3. Pembatalan perkawinan karena adanya ancaman, pempuan atau salah
sangka. Suami atau isteri dapat mengajukan pembatalan perkawinan apabila:
a) Perkawinan dilangsungkan di bawah ancaman yang melanggar hukum.
b) Pada waktu dilangsungkan perkawinan terjadi penipuan atau salah
sangka mengenai diri suami atau isterinya.
c) Bila ancaman telah terhenti atau yang bersalah sangka menyadari
keadaannya, dan dalam waktu 6 bulan setelah itu tetap hidup sebagai suami
isteri dan tidak menggunakan haknya, maka haknya menjadi gugur.
4. Pihak yang dapat mengajukan pembatalan:
a) Pihak keluarga suami atau isteri dalam garis lurus ke atas dan ke
bawah.
b) Suami atau isteri
c) Pejabat yang berwenang mengawasi pelaksanaan perkawinan.
d) Para pihak yang berkepentingan yang mengetahui adanya cacad pada
rukun dan syarat perkawinan menurut hukum.
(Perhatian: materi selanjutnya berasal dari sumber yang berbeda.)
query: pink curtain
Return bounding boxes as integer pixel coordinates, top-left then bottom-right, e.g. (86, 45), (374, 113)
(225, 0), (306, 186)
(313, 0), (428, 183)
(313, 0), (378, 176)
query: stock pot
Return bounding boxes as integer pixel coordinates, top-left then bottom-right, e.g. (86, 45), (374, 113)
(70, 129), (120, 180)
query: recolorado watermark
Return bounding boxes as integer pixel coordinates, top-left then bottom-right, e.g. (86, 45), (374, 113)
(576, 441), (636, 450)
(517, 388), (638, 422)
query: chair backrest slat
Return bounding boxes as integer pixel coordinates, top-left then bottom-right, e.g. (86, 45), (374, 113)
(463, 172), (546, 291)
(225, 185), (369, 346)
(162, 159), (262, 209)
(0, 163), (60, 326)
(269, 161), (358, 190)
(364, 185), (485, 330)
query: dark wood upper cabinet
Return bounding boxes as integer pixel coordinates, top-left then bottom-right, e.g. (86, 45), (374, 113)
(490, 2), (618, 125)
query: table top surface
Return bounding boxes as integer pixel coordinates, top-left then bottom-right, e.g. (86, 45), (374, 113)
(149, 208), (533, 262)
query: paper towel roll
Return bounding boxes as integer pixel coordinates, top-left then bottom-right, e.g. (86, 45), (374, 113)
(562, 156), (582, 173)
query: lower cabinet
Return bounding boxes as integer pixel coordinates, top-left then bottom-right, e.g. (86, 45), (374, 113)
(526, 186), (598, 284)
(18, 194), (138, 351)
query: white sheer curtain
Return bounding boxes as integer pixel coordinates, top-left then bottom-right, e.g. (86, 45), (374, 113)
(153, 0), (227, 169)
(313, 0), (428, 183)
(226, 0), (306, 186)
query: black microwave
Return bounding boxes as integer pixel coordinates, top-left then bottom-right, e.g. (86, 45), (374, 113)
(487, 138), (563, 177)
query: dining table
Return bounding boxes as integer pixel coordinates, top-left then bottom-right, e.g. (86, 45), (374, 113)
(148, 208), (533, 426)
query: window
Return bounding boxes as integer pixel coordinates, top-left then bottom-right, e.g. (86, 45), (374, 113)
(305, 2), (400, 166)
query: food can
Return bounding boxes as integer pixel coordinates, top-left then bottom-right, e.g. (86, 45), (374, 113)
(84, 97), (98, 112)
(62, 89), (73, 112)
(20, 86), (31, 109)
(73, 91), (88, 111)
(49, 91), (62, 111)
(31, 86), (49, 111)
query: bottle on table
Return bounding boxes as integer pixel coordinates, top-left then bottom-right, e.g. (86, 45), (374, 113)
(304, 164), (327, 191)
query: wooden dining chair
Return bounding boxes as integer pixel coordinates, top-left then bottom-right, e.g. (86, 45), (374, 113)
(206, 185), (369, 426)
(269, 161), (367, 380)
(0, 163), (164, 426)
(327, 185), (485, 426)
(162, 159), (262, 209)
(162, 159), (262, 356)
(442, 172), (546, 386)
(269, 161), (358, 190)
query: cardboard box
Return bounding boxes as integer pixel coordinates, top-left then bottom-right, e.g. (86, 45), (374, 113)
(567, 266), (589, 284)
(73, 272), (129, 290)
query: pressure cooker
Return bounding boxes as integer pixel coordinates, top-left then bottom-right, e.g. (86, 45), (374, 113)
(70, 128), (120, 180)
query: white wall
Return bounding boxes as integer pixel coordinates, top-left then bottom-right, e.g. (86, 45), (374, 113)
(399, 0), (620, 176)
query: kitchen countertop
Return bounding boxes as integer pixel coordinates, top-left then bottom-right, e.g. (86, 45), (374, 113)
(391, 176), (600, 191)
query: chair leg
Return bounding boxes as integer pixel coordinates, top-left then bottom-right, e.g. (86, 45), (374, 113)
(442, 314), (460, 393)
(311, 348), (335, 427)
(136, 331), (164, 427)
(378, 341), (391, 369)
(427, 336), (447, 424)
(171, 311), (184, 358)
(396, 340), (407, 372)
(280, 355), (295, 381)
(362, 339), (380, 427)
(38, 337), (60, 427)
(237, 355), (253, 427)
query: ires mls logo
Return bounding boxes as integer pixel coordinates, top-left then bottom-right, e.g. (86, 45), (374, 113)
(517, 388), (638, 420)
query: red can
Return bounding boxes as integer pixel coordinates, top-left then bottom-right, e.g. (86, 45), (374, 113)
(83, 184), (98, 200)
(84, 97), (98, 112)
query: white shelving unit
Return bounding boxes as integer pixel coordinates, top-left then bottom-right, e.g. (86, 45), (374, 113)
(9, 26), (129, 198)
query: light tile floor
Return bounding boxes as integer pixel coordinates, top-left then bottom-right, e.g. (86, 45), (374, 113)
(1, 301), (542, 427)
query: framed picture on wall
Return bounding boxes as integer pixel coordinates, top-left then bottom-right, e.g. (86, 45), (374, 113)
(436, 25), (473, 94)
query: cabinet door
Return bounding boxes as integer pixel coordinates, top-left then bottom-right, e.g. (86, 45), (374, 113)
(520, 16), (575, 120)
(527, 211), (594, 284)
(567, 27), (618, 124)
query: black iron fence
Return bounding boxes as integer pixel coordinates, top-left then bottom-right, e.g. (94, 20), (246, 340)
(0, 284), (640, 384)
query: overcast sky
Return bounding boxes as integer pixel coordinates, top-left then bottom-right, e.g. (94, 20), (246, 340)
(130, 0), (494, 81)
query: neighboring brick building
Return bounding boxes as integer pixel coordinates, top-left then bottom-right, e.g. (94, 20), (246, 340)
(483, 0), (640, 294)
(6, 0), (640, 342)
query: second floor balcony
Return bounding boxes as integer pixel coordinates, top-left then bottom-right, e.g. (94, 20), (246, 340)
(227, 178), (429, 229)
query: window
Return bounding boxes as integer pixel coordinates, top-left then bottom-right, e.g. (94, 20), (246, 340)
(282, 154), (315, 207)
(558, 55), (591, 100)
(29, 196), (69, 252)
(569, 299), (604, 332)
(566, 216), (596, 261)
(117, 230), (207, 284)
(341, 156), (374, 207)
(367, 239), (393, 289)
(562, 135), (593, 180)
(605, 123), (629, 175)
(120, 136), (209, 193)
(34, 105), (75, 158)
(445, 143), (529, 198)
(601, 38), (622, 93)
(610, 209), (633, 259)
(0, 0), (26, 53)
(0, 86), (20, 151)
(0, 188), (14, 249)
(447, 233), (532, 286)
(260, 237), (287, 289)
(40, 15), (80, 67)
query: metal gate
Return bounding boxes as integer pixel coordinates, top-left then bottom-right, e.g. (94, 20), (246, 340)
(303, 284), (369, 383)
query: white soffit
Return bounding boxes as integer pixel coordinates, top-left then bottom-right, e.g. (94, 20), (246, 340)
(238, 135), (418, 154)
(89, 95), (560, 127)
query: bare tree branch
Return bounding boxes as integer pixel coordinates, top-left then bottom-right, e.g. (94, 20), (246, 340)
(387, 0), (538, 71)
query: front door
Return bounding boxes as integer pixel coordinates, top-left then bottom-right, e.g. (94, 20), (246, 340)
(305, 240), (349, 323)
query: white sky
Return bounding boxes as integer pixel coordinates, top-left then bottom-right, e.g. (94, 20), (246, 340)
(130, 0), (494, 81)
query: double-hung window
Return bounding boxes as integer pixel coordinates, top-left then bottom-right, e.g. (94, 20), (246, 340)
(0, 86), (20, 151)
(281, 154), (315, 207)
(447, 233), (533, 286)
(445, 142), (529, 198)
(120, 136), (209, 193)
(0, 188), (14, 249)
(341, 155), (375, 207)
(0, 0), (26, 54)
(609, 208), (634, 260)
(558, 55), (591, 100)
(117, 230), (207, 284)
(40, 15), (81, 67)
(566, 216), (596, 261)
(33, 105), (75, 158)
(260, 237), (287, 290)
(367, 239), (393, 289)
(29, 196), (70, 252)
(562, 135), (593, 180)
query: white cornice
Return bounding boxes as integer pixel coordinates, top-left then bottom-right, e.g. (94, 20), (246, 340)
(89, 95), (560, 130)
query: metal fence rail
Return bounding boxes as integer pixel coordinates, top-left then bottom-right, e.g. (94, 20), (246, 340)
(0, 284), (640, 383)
5. Acara pembatalan perkawinan
Permohonan pembatalan diajukan
ke Pengadilan Agama dimana suami atau isteri bertempat tinggal atau di tempat
perkawinan dilangsungkan.
6. Akibat hukum
a) Pembatalan perkawinan berarti
adanya putusan pengadilan yang menyatakan bahwa perkawinan yang dilaksanakan
adalah tidak sah. Akibat hukum dari pembatalan tersebut adalah bahwa perkawinan
tersebut menjadi putus dan bagi para pihak yang dibatalkan perkawinannya
kembali ke status semula karena perkawinan tersebut dianggap tidak pernah ada
dan para pihak tersebut tidak mempunyai hubungan hukum lagi dengan kerabat dan
bekas suami maupun isteri.
b) Batalnya perkawinan dimulai
setelah putusan Pengadilan Agama mempunyai kekuatan hukum telap, tetapi berlaku
surut sejak saat berlangsungnya perkawinan.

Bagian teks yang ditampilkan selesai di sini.